С. 203 Я пришла посмотреть, не найдется ли среди них “Une saison en enfer” Рембо. – Книга Рембо “Одно лето в аду” впервые вышла в 1873 г.
С. 204 Я слово позабыл, что я хотел сказать… – Я так боюсь рыданья аонид. – С небольшой неточностью цитируются строфы из стихотворения Мандельштама, написанного в ноябре 1920 г.:
Я слово позабыл, что я хотел сказать.
Слепая ласточка в чертог теней вернется,
На крыльях срезанных, с прозрачными играть.
В беспамятстве ночная песнь поется.
Не слышно птиц.

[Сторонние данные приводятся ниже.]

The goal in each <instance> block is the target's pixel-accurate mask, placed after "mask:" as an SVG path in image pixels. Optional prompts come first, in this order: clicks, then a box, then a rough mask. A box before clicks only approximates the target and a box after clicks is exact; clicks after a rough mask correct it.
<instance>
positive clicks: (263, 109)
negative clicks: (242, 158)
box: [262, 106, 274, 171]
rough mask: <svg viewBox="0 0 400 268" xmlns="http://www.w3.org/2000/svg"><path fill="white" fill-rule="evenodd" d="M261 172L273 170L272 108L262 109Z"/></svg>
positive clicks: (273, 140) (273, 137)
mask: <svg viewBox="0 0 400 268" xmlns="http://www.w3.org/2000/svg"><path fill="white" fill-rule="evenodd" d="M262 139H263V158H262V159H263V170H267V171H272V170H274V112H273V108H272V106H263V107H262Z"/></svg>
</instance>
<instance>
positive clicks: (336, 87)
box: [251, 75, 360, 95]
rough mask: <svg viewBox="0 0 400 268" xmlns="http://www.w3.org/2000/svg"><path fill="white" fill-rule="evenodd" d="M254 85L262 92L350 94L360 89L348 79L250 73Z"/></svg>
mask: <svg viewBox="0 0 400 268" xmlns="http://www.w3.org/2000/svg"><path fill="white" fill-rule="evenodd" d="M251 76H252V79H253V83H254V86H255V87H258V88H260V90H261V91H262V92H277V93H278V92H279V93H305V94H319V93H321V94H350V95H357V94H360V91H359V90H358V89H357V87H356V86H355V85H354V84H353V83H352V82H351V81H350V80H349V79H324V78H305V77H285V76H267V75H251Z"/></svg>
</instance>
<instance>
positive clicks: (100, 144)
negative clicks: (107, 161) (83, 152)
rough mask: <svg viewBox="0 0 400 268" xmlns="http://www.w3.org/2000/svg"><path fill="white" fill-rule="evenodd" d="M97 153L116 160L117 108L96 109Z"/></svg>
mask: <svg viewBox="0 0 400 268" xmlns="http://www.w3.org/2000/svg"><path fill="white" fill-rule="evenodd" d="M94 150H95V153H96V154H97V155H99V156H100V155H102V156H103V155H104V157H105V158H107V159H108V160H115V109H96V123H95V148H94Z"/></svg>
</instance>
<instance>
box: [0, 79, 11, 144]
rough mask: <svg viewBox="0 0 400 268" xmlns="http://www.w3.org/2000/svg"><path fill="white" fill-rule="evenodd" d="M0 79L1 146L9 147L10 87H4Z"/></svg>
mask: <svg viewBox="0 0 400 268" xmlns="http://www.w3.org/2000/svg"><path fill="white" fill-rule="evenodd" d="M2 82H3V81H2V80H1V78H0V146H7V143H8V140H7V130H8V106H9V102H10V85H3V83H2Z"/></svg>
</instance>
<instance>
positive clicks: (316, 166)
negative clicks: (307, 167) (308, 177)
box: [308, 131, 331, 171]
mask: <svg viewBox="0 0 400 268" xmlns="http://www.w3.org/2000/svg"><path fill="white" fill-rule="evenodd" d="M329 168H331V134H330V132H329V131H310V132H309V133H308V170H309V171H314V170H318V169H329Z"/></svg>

Бессмертник не цветет.
Прозрачны гривы табуна ночного.
В сухой реке пустой челнок плывет.
Среди кузнечиков беспамятствует слово.
И медленно растет, как бы шатер иль храм,
То вдруг прикинется безумной Антигоной,
То мертвой ласточкой бросается к ногам
С стигийской нежностью и веткою зеленой.
О, если бы вернуть и зрячих пальцев стыд,
И выпуклую радость узнаванья.
Я так боюсь рыданья Аонид,
Тумана, звона и зиянья.
А смертным власть дана любить и узнавать,
Для них и звук в персты прольется,
Но я забыл, что я хочу сказать,
И мысль бесплотная в чертог теней вернется.

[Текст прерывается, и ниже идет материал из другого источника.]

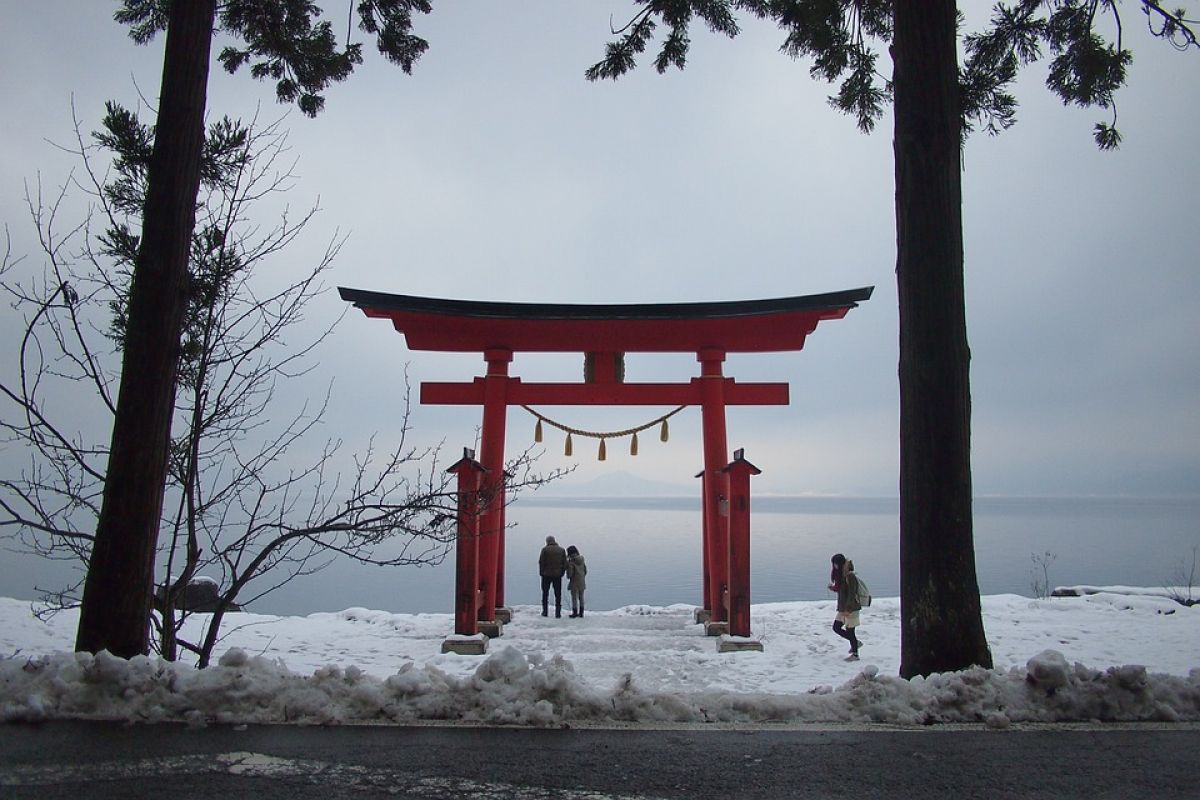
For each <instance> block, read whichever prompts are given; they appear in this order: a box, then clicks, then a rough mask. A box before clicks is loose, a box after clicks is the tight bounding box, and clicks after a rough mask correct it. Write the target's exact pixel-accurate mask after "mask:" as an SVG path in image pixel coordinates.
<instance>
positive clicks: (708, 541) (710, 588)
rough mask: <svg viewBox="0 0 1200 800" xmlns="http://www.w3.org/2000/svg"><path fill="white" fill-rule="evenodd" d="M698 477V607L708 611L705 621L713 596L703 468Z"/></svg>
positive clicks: (710, 618) (710, 608)
mask: <svg viewBox="0 0 1200 800" xmlns="http://www.w3.org/2000/svg"><path fill="white" fill-rule="evenodd" d="M696 477H698V479H700V527H701V540H700V554H701V567H700V570H701V590H700V591H701V599H700V607H701V608H703V609H704V610H706V612H708V619H706V620H704V621H706V622H707V621H708V620H709V619H712V616H713V596H712V587H710V581H709V570H708V548H709V547H710V545H709V533H708V513H707V511H706V509H708V491H707V489H706V488H704V473H703V470H702V471H700V473H697V474H696Z"/></svg>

Все не о том прозрачная твердит,
Все ласточка, подружка, Антигона…
А на губах как черный лед горит
Стигийского воспоминанье звона.
(226, т. 1, с. 81–82)
Сохранился черновой автограф этого стихотворения с пометой М. Слонимского: “Черновик стихотворения Мандельштама, которое он писал в моей комнате в Доме Искусств” (236, с. 579).

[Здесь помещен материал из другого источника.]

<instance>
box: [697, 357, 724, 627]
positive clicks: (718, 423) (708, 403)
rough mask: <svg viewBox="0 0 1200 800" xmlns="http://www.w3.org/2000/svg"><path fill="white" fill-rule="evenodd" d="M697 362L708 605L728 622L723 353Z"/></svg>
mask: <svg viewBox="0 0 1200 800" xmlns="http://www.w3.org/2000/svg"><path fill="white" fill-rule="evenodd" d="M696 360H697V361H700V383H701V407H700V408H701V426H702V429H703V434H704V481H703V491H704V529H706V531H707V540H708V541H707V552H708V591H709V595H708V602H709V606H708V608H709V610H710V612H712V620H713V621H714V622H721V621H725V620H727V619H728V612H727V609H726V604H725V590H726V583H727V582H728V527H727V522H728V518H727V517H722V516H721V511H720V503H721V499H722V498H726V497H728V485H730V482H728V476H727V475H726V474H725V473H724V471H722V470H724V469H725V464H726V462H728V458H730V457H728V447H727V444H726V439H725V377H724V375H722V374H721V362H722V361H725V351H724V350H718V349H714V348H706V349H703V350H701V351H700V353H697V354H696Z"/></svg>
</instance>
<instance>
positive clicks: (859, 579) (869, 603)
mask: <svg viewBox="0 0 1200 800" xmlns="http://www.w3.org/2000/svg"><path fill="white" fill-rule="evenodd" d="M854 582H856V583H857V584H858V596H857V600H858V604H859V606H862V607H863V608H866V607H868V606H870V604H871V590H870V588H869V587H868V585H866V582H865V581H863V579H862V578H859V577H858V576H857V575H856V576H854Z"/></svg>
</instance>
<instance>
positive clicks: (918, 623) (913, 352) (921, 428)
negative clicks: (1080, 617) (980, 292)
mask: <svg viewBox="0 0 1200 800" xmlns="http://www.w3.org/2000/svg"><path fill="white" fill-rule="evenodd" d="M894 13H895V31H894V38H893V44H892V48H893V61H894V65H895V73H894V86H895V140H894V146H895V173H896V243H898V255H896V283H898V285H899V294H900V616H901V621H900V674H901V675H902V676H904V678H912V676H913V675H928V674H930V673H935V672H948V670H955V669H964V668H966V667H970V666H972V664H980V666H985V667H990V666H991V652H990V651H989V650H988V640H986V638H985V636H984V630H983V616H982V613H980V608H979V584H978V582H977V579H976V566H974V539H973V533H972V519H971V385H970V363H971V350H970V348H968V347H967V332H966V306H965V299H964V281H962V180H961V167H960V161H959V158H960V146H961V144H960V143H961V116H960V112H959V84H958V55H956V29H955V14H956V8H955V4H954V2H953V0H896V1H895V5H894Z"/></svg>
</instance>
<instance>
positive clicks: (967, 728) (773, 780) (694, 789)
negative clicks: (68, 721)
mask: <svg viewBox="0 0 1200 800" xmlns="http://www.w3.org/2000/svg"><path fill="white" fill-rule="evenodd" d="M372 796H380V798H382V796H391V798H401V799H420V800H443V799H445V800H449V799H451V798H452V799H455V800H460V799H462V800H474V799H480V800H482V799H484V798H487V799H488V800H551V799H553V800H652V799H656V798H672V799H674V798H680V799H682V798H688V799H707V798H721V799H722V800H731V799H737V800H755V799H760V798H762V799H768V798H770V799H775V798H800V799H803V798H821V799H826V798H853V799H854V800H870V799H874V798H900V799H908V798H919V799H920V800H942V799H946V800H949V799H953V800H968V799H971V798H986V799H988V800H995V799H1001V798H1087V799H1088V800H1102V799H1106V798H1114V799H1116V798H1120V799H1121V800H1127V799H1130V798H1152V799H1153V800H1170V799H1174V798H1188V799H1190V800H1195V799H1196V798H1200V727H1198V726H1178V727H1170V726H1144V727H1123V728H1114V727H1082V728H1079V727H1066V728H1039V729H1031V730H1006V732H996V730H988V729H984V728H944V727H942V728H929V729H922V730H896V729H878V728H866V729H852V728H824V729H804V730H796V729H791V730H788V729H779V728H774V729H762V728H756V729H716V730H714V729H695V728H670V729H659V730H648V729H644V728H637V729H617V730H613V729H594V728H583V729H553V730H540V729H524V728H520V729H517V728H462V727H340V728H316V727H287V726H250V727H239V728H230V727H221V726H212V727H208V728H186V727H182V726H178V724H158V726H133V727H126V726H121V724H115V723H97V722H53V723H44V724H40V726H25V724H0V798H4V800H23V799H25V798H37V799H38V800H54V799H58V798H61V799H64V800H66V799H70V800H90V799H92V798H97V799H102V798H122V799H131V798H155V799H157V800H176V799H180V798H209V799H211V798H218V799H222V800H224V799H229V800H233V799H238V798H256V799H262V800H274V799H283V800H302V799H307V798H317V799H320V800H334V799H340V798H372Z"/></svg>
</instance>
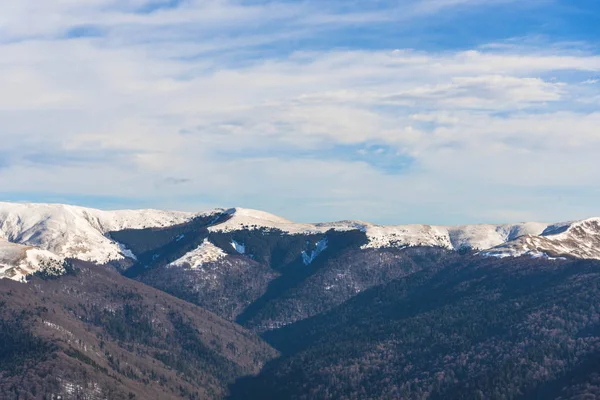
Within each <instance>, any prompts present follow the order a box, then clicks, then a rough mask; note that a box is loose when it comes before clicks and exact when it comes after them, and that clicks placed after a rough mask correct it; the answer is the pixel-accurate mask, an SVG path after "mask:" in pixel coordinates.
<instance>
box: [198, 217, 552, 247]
mask: <svg viewBox="0 0 600 400" xmlns="http://www.w3.org/2000/svg"><path fill="white" fill-rule="evenodd" d="M227 212H228V213H229V214H230V215H231V218H230V219H229V220H228V221H226V222H224V223H222V224H218V225H215V226H212V227H210V228H209V230H210V231H213V232H232V231H236V230H243V229H266V230H280V231H282V232H285V233H288V234H311V233H324V232H327V231H329V230H332V229H333V230H336V231H348V230H355V229H358V230H361V231H363V232H365V233H366V234H367V237H368V239H369V243H367V244H366V245H365V246H364V248H381V247H400V246H439V247H444V248H448V249H460V248H462V247H471V248H473V249H488V248H490V247H494V246H498V245H500V244H502V243H506V242H507V241H510V240H513V239H515V238H517V237H519V236H521V235H525V234H533V235H539V234H541V233H542V232H543V231H544V230H545V229H546V228H547V227H548V226H549V224H543V223H535V222H527V223H519V224H506V225H463V226H454V227H451V226H434V225H397V226H383V225H375V224H371V223H368V222H362V221H340V222H328V223H315V224H308V223H294V222H292V221H290V220H287V219H285V218H281V217H278V216H276V215H273V214H268V213H265V212H263V211H256V210H249V209H244V208H234V209H231V210H228V211H227Z"/></svg>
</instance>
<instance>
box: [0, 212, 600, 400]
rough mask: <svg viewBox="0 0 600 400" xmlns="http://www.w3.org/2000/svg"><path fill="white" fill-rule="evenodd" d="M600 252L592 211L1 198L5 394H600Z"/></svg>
mask: <svg viewBox="0 0 600 400" xmlns="http://www.w3.org/2000/svg"><path fill="white" fill-rule="evenodd" d="M598 260H600V219H597V218H591V219H586V220H581V221H572V222H565V223H537V222H523V223H515V224H505V225H464V226H455V227H449V226H432V225H405V226H381V225H376V224H371V223H366V222H361V221H340V222H327V223H312V224H307V223H294V222H292V221H289V220H287V219H285V218H282V217H278V216H275V215H273V214H269V213H267V212H263V211H256V210H249V209H243V208H234V209H215V210H210V211H207V212H198V213H186V212H171V211H156V210H141V211H101V210H94V209H89V208H82V207H76V206H68V205H49V204H23V203H0V316H1V317H2V318H1V319H0V321H1V325H0V397H1V398H7V399H13V398H14V399H21V398H26V399H29V398H31V399H38V398H40V399H46V398H58V396H61V398H63V399H83V398H85V399H93V400H96V399H121V398H122V399H133V398H138V399H163V398H165V399H168V398H187V399H222V398H231V399H288V398H289V399H405V398H406V399H417V398H418V399H422V398H441V399H443V398H453V399H454V398H456V399H483V398H489V399H492V398H493V399H496V398H498V399H501V398H503V399H517V398H536V399H537V398H544V399H545V398H556V399H559V398H560V399H567V398H594V397H589V396H595V395H596V394H598V393H600V368H598V367H597V365H600V364H598V363H597V361H598V360H600V329H599V328H598V327H600V311H599V309H598V307H597V304H598V298H599V297H598V296H599V295H600V261H598ZM1 278H5V279H1ZM53 396H54V397H53ZM581 396H584V397H581ZM585 396H588V397H585Z"/></svg>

С. 204–205– А кто такие аониды? – И почему я обязан верить вашей мифологии, а не Пушкину? – Аониды – музы в древнегреческой мифологии. Данаиды – пятьдесят дочерей царя Даная, сорок девять из которых убили своих мужей в первую брачную ночь. За свое преступление Данаиды в Аиде были осуждены наполнять водой бездонную бочку. Сюжет комментируемого эпизода перекликается с микрофрагментом из мемуаров Н. Павлович: “По холодной лестнице, по уцелевшей бархатной елисеевской дорожке, полузакрыв глаза, спускается Мандельштам и бормочет: «Зиянье аонид… зиянье аонид…» Сталкивается со мной: «Надежда Александровна, а что такое “аониды”?»” (297, с. 492). На всякий случай отметим, что отрывок об аонидах из НБН был впервые опубликован на год раньше, чем воспоминания Павлович (272, с. 42).
У Пушкина строки “Рыдание безумных аонид” нет. У него: “Наперсник важных Аонид” в стихотворении “В кругу семей, в пирах счастливых…”. Этой строки Мандельштам в 1920 г. знать не мог, поскольку она была впервые напечатана в 1931 г. (66, с. 43), “Поклонник мирных Аонид” в “Евгении Онегине” (317, т. VI, с. 49) и “Пристрастья важных Аонид” в послании Кипренскому (317, т. III, кн. 1, с. 63). В.Ф. Марков предположил, что мандельштамовское “трехгласие” в строке “Я так боюсь рыданья Аонид” – это “бессознательная реминисценция из Батюшкова” (230, с. 246), а не из Пушкина, поскольку Мандельштам, вслед за Батюшковым, стремился привить русской речи итальянское трехгласие.